SecondWind-SK wrote on 1/21/2016, 4:48 PM
When handling large amounts of interview footage. I do a quick pass to cut out all the obvious stuff. Then I do a second pass. That often catches some really marginal stuff I let pass the first time through. At that point, I render the selected footage to an MP4 with a burned in time code, which I send to a transcription service. I get back a Word Doc with time code in the left column and just what the interviewer and the subject said in the right column. I know, you're thinking that must be expensive. The approximately $140 per hour transcription fee seems cheap to me. Having the he-said, she-said on paper I find really helpful to craft "the story". Might not work for everybody, but seeing the words on paper helps me immensely to find those one sentence gems that work really well with similar gems from other interviewees. It also helps me to winnow down to the essence of the story. When just working with the clips, I find myself going over and over the footage. "Where was it that guy said .......?" I can also make notes on the page about ideas for B-roll that fit the content. For me it is a time-saver worth way more than the cost of the transcription.

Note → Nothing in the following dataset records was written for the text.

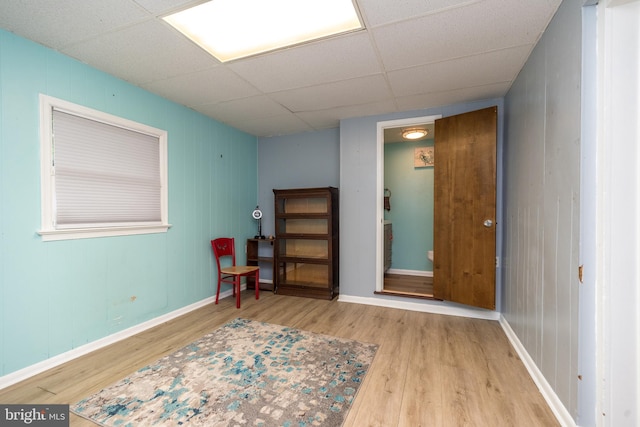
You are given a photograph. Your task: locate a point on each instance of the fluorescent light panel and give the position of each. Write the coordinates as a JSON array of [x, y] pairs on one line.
[[232, 29]]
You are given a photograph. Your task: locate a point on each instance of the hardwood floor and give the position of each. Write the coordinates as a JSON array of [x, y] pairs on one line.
[[430, 370], [421, 286]]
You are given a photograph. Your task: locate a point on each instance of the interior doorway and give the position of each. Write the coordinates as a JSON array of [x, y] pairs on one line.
[[400, 201]]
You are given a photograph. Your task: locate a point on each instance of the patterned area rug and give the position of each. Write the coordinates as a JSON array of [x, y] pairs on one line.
[[245, 373]]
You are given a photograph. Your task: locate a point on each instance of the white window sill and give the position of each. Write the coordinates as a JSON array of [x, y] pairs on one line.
[[89, 233]]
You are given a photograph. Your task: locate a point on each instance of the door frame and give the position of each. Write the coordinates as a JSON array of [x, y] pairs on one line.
[[381, 126]]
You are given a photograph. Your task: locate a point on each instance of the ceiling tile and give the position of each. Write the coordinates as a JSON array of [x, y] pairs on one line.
[[421, 101], [383, 12], [85, 19], [237, 110], [273, 126], [347, 92], [493, 67], [330, 118], [477, 28], [208, 86], [143, 53], [414, 54], [343, 57]]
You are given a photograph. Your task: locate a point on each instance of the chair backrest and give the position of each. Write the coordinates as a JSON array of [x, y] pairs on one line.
[[222, 247]]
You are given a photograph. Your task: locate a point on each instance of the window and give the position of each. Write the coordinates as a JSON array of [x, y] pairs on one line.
[[101, 175]]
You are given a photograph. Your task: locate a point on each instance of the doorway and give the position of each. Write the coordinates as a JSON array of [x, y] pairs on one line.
[[405, 187]]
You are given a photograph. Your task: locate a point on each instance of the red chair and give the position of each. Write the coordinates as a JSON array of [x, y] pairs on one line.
[[225, 247]]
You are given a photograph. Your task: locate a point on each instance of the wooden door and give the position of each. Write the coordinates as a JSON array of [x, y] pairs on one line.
[[465, 208]]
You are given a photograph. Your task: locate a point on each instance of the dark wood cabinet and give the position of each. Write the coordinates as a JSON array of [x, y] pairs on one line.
[[260, 252], [307, 242]]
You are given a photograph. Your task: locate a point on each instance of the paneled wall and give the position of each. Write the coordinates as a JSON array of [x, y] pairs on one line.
[[542, 203], [57, 296]]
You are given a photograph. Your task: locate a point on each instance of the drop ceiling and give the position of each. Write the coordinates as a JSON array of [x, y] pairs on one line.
[[413, 54]]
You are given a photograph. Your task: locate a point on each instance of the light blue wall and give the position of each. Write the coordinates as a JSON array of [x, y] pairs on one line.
[[303, 160], [56, 296], [411, 202], [542, 200]]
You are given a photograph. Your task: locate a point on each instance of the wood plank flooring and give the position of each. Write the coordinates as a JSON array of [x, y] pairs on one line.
[[430, 370], [421, 286]]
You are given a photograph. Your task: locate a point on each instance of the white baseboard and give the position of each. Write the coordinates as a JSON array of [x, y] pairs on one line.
[[426, 306], [29, 371], [559, 410], [410, 272]]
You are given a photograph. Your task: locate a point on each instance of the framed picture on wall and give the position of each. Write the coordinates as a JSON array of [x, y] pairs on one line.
[[423, 157]]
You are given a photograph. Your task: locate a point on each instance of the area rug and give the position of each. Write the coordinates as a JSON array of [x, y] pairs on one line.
[[245, 373]]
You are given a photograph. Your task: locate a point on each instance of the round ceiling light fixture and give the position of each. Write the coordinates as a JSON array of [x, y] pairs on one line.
[[414, 133]]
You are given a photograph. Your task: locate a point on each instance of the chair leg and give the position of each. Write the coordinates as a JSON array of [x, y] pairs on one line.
[[257, 284], [236, 285]]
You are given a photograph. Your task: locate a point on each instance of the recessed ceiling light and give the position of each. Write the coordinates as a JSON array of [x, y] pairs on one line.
[[414, 133], [232, 29]]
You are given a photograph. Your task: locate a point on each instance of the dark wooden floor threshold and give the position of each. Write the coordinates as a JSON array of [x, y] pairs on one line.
[[407, 295]]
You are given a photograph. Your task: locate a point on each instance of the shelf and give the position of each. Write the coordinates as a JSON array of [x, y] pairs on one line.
[[260, 253], [307, 244]]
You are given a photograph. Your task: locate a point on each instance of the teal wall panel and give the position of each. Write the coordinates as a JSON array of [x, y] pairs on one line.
[[411, 202], [56, 296]]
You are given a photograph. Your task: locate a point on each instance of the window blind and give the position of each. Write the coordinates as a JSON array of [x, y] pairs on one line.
[[104, 174]]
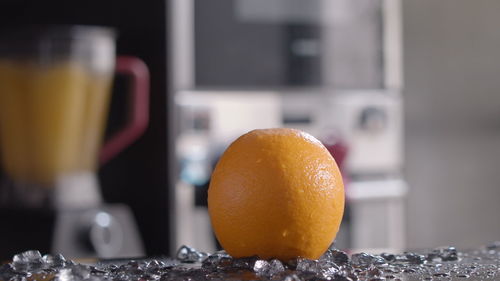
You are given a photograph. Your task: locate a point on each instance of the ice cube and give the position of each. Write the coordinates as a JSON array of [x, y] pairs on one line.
[[444, 254], [50, 261], [307, 265], [217, 261], [268, 269], [292, 277], [336, 256], [414, 258], [388, 257], [29, 260], [245, 263], [74, 273], [190, 255], [6, 272], [27, 257], [365, 260]]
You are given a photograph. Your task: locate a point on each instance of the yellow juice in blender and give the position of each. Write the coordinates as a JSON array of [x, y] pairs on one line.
[[51, 120]]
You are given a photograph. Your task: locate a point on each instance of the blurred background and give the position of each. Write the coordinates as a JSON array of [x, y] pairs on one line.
[[404, 94]]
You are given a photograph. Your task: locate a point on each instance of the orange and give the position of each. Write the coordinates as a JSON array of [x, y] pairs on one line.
[[276, 193]]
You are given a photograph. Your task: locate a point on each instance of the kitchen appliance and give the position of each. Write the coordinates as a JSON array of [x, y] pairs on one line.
[[55, 84], [337, 67]]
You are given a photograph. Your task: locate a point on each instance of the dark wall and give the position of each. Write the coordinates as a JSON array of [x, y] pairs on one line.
[[137, 177], [231, 52]]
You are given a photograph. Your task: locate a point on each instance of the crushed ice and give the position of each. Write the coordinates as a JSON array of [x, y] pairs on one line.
[[443, 263]]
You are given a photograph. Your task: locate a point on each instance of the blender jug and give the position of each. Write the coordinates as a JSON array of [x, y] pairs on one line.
[[55, 86]]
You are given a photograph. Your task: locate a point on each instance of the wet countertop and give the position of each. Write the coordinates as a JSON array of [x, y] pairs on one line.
[[444, 263]]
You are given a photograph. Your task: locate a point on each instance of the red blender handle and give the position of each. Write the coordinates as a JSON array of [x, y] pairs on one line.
[[138, 113]]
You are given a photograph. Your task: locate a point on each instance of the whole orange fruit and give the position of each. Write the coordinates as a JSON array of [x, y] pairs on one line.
[[276, 193]]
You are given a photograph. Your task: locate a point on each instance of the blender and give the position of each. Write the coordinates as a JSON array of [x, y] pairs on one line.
[[55, 89]]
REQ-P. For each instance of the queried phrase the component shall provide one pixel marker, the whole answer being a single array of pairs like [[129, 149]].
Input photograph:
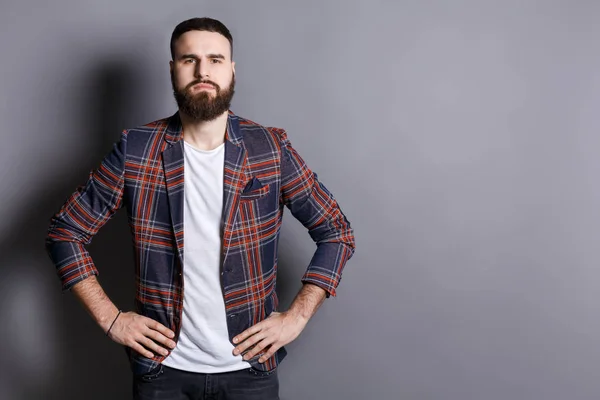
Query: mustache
[[204, 82]]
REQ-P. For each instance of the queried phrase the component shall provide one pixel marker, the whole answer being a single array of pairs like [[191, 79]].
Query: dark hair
[[200, 24]]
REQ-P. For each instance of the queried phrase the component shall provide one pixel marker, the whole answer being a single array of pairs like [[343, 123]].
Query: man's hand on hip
[[142, 334], [269, 335]]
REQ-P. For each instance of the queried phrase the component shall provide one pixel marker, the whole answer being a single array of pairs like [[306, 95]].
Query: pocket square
[[253, 184]]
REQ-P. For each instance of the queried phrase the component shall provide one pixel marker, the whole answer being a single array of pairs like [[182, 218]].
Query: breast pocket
[[255, 194]]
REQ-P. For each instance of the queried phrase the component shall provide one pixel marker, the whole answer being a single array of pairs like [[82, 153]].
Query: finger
[[140, 349], [269, 353], [248, 343], [151, 345], [257, 349], [159, 337], [157, 326], [248, 332]]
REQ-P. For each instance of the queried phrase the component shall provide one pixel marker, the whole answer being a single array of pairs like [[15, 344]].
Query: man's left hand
[[271, 334]]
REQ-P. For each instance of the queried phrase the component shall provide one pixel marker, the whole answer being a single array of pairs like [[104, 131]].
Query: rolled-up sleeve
[[316, 208], [83, 214]]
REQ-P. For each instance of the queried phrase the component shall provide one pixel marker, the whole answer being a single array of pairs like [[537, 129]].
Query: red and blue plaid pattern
[[145, 173]]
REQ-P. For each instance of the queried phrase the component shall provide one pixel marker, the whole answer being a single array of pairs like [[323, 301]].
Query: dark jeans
[[167, 383]]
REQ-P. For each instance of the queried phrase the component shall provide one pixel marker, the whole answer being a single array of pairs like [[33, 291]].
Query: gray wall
[[460, 138]]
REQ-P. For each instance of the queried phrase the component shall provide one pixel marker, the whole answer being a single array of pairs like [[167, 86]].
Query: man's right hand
[[142, 334]]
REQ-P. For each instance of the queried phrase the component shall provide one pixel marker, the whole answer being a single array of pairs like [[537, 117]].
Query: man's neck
[[205, 135]]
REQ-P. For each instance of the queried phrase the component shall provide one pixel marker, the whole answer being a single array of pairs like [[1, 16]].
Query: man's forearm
[[96, 302], [307, 301]]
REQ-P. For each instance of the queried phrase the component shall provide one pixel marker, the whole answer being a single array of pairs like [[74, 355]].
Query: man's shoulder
[[256, 132], [153, 127]]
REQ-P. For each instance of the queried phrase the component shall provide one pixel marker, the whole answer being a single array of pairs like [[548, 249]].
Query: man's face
[[202, 75]]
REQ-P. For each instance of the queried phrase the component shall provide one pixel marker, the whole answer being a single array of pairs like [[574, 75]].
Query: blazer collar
[[233, 133]]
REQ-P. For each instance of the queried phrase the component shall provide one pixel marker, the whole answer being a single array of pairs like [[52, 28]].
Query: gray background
[[460, 138]]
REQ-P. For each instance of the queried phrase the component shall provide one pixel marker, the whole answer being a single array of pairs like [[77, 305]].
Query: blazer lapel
[[233, 176], [173, 164]]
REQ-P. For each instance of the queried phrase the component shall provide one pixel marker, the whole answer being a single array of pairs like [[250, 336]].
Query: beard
[[202, 106]]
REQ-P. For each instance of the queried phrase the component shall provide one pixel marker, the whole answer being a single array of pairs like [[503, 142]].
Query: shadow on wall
[[55, 350]]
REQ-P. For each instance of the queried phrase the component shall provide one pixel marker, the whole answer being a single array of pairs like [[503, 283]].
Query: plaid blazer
[[145, 173]]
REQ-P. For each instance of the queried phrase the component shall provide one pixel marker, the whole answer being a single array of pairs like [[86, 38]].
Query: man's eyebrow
[[188, 56], [218, 56]]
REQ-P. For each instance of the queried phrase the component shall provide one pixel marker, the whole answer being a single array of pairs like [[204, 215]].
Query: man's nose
[[202, 69]]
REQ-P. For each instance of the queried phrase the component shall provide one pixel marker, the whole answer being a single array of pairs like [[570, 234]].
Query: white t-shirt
[[203, 344]]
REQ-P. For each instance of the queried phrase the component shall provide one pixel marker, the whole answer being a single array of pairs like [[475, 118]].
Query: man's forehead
[[202, 42]]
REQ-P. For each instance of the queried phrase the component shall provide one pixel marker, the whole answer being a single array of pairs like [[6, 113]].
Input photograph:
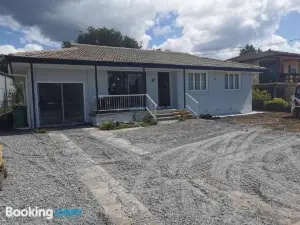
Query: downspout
[[33, 95], [184, 97], [97, 93]]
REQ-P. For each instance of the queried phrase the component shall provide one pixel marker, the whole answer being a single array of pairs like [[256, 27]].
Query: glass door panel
[[73, 103], [50, 104]]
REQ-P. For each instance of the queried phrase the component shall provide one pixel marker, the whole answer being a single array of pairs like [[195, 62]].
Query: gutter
[[20, 59]]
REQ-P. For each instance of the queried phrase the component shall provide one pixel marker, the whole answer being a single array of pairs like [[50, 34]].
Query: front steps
[[173, 114]]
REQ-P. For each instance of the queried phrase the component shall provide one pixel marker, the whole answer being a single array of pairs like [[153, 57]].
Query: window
[[197, 81], [292, 69], [124, 83], [232, 82]]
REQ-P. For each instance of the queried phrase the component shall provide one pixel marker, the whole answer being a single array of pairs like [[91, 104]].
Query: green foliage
[[17, 94], [276, 104], [249, 49], [106, 37], [259, 98], [107, 125]]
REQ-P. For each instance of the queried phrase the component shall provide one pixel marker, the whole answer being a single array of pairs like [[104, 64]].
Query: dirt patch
[[273, 120]]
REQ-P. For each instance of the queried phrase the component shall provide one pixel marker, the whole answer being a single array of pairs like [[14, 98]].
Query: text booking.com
[[38, 212]]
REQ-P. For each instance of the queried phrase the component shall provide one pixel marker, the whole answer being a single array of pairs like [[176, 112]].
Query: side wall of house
[[218, 101]]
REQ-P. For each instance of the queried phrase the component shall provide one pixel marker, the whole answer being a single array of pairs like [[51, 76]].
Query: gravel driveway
[[192, 172]]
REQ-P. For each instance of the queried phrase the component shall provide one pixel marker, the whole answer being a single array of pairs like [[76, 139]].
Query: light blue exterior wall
[[215, 100], [218, 101]]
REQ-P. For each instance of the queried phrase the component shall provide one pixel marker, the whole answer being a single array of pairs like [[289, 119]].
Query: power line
[[239, 48]]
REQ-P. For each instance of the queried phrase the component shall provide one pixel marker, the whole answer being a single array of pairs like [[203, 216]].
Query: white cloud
[[30, 34], [219, 25], [160, 31], [207, 26], [7, 49]]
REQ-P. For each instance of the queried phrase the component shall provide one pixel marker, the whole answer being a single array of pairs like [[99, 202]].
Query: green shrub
[[259, 98], [108, 125], [277, 104]]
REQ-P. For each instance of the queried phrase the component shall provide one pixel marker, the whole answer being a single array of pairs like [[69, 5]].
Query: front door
[[163, 89], [50, 104]]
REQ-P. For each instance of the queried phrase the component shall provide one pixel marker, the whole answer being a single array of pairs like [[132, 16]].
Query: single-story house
[[62, 85]]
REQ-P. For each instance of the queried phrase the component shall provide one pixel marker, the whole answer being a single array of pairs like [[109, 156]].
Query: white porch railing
[[192, 105], [121, 102], [151, 106], [127, 102]]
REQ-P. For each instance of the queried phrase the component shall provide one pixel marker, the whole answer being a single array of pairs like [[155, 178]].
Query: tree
[[249, 49], [106, 37]]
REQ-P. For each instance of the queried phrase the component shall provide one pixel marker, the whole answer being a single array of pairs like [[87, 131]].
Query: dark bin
[[20, 115]]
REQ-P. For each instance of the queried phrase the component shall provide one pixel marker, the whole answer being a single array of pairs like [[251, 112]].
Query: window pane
[[197, 81], [191, 81], [226, 81], [237, 82], [203, 81], [231, 81]]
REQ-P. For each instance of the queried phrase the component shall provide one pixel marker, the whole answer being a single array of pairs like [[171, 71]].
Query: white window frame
[[234, 78], [194, 81]]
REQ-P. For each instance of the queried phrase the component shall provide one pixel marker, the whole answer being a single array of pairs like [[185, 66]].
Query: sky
[[213, 29]]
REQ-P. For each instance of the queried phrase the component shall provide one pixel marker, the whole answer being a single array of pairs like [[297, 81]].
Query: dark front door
[[50, 104], [73, 103], [163, 89]]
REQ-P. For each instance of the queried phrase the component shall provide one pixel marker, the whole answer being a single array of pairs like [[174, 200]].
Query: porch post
[[96, 85], [33, 95], [145, 86], [184, 100], [145, 80]]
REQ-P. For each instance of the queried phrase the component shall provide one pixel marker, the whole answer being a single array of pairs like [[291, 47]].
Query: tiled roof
[[254, 56], [95, 53]]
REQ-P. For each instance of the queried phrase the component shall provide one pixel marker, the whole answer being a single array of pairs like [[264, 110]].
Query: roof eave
[[21, 59]]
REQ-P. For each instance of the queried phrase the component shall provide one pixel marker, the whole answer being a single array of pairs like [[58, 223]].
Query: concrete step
[[164, 115], [166, 118]]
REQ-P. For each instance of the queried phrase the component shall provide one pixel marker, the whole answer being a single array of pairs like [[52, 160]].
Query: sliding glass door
[[60, 103]]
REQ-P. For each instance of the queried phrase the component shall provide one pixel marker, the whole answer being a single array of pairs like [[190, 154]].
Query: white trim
[[228, 83], [57, 82], [194, 83]]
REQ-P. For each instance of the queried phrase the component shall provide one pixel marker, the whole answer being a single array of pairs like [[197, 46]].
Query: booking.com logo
[[47, 213]]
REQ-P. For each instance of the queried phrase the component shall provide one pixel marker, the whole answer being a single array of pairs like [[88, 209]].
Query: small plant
[[276, 104], [147, 121], [41, 131], [259, 98], [181, 116], [107, 125]]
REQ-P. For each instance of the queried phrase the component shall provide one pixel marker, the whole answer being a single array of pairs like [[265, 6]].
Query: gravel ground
[[40, 175], [196, 172]]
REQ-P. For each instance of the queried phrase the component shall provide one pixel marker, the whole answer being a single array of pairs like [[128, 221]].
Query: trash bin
[[20, 116]]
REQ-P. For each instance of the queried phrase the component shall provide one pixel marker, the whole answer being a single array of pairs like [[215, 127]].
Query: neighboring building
[[283, 71], [62, 85]]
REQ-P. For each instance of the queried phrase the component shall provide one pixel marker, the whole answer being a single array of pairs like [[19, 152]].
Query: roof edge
[[19, 59]]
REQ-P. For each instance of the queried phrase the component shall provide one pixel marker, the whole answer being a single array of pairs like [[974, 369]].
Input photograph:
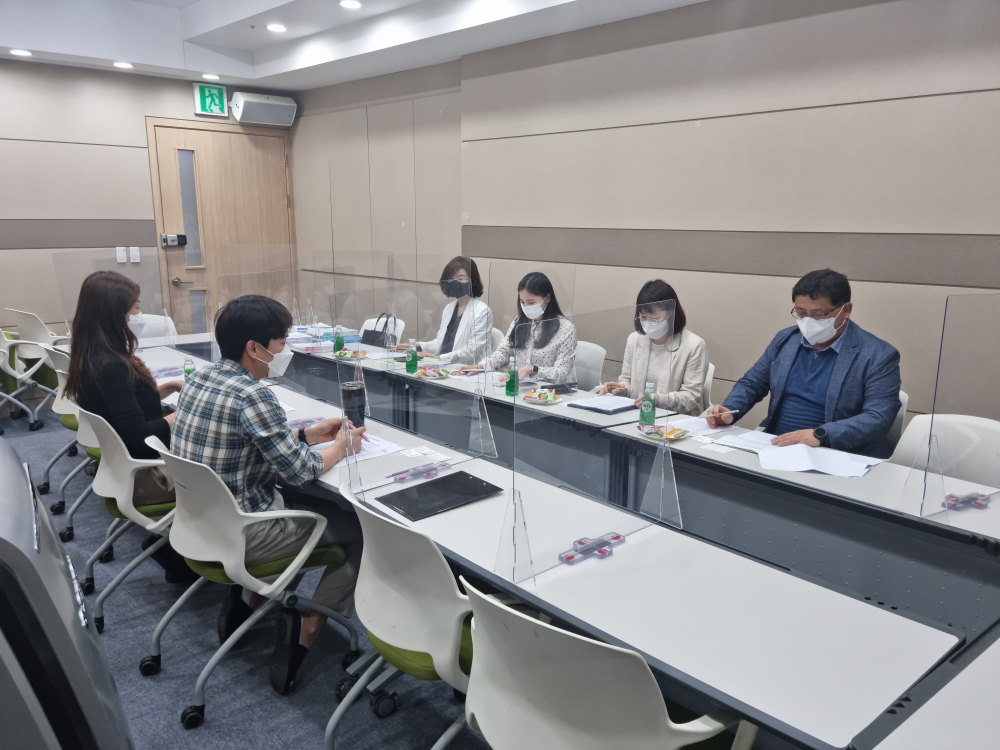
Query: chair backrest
[[967, 446], [706, 393], [896, 431], [406, 594], [589, 364], [369, 325], [116, 472], [535, 686]]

ushere wrote on 1/21/2016, 5:56 PM
+1 sw-sk

transcriptions are a MUST if you have the budget. in fact, they probably pay for themselves with what you save looking for lines, trying to remember who said what and where, etc., etc., (but only after a first cut getting rid of superfluous material - which in a lot of interviews can be up to 50%)

i also find shuffling text around much easier on paper than shuffling clips around on a timeline.
SecondWind-SK wrote on 1/21/2016, 6:05 PM
Sometimes old technology, printing on paper plus pencil notes for instance, is the best tech for the job.
Steve Grisetti wrote on 1/21/2016, 6:27 PM
If you're Quentin Tarantino, your first cut is 3 hours. Your final cut is 3 hours and 30 minutes.